Explanation:
"As whom the fables name of monstrous size,
Titanian or Earth-born, that warred on Jove,
Briaroes or Typhon, whom the den
By ancient Tarsus held, or that sea beast
Leviathan, which God of all his works
Created hugest that swim th'ocean stream."
Or,
"Him, haply, slumbering on the Norway foam,
The pilot of some small night-foundered skiff,
Deeming some island, oft, as seamen tell,
With fixed anchor in his scaly rind,
Moors by his side under the lee, while night
Invests the sea, and wished morn delays:"
(Lines 204-209)
Answer: These lines are taken from 'Paradise Lost' Book I of John Milton, the great epic poet in English literature.

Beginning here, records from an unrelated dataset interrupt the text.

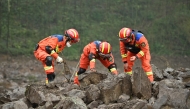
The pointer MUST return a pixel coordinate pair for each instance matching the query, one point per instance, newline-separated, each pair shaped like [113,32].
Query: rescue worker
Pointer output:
[48,48]
[134,45]
[100,50]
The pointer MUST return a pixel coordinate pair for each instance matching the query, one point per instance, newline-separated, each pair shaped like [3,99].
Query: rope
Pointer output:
[74,71]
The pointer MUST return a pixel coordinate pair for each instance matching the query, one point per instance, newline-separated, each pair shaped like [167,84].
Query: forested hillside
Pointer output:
[165,23]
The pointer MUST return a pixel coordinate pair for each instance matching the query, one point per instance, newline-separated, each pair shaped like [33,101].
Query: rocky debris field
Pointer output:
[22,86]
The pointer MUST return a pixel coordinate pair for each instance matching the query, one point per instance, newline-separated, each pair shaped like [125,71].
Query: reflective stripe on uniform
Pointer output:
[129,73]
[112,69]
[57,49]
[93,60]
[142,53]
[124,55]
[76,74]
[149,73]
[48,67]
[52,52]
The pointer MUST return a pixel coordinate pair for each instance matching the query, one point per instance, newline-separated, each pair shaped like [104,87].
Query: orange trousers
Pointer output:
[145,62]
[41,56]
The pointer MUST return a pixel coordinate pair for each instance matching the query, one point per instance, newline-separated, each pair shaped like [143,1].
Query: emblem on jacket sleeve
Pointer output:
[143,44]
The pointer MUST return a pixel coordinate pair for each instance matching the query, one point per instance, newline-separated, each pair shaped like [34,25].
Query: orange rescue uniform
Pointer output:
[92,48]
[139,48]
[57,43]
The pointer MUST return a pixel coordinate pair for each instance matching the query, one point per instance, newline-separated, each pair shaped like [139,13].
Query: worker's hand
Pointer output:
[125,65]
[133,58]
[59,60]
[93,70]
[115,72]
[76,80]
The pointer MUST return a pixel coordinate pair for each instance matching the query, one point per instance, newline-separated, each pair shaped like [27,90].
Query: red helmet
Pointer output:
[105,48]
[125,33]
[73,35]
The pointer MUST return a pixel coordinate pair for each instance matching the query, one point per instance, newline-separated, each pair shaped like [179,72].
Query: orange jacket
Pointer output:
[90,49]
[139,46]
[56,42]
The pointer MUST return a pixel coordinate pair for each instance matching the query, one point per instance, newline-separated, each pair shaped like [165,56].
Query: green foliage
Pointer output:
[165,23]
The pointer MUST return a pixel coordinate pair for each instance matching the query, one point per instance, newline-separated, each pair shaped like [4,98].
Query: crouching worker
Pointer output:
[48,48]
[100,50]
[134,45]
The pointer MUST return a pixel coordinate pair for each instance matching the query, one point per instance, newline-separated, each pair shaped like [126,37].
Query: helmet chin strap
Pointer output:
[68,44]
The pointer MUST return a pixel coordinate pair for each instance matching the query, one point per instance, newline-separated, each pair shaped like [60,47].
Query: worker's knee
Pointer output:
[81,70]
[112,66]
[51,77]
[48,60]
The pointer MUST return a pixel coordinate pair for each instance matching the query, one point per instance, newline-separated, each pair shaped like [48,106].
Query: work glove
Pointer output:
[76,80]
[125,65]
[59,60]
[93,70]
[115,72]
[151,78]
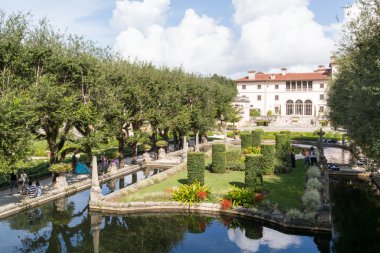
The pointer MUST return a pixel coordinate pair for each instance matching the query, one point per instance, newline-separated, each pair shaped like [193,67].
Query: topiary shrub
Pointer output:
[218,158]
[246,140]
[234,160]
[256,138]
[313,183]
[268,152]
[195,167]
[311,200]
[253,171]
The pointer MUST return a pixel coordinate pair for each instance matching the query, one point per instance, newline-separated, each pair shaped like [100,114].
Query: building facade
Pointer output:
[285,95]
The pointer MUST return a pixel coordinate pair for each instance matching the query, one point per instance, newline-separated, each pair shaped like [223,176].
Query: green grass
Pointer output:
[284,189]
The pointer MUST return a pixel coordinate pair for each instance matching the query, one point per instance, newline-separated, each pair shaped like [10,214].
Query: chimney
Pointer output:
[251,74]
[283,71]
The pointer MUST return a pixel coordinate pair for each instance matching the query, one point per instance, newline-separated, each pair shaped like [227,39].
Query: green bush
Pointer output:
[253,171]
[246,140]
[313,183]
[218,158]
[256,138]
[234,160]
[313,172]
[311,200]
[195,167]
[241,196]
[193,193]
[268,152]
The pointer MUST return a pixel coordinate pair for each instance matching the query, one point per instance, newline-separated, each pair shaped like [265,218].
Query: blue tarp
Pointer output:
[81,169]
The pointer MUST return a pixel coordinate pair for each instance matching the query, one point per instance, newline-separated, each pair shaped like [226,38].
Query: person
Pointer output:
[24,181]
[32,190]
[313,158]
[307,158]
[13,182]
[293,159]
[39,189]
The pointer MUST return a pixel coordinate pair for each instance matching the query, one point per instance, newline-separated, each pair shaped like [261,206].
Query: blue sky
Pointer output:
[207,36]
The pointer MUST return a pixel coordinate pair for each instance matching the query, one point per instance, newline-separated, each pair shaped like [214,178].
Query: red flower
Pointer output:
[201,195]
[259,197]
[226,204]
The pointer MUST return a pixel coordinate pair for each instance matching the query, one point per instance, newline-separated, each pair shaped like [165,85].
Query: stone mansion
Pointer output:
[295,97]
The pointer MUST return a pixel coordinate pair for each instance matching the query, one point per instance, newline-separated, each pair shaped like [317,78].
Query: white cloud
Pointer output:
[271,34]
[139,15]
[271,238]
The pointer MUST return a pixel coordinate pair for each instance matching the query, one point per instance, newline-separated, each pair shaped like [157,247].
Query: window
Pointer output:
[289,107]
[310,85]
[304,86]
[299,107]
[287,86]
[308,107]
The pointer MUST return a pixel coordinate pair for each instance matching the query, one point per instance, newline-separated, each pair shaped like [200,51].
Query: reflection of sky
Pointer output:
[272,241]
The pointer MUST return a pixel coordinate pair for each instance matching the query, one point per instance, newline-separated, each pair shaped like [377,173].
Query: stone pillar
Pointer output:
[95,193]
[197,142]
[96,220]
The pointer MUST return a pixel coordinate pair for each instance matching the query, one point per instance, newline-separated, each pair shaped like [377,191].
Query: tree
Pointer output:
[354,96]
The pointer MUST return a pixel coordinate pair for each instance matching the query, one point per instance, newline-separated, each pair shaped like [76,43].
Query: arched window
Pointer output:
[308,107]
[299,107]
[289,107]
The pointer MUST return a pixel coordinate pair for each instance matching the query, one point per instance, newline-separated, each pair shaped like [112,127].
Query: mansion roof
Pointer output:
[279,77]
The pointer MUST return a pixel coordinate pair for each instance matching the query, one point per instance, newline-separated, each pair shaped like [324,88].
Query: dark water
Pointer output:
[67,226]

The poet here describes the gigantic body of Satan by means of an epic simile. He compares Satan to a Titan, who, according to fables, was of monstrous size and the child of Earth. Extending the simile further Milton says that Leviathan which in the Bible signifies sometimes a great snake, sometimes a dragon and sometimes a crocodile, was identified with the whale by most seventeenth-century Bibles. According to many legends, the slumbering Leviathan on the foamy Norwegian sea is mistaken for an island by the pilots of benighted boats. They fix the anchor on the Leviathan's hard scales and tie their boats under the impression that they are on a safe island for the night and will resume their voyage when the day breaks. Deceived as they are, the morning does not arrive according to their expectation and seems to be over-delayed.
In this epic simile used by Milton in the Homeric tradition, the poet appropriately compares Satan to the Leviathan. The point of comparison is both their gigantic size and their deceptive nature.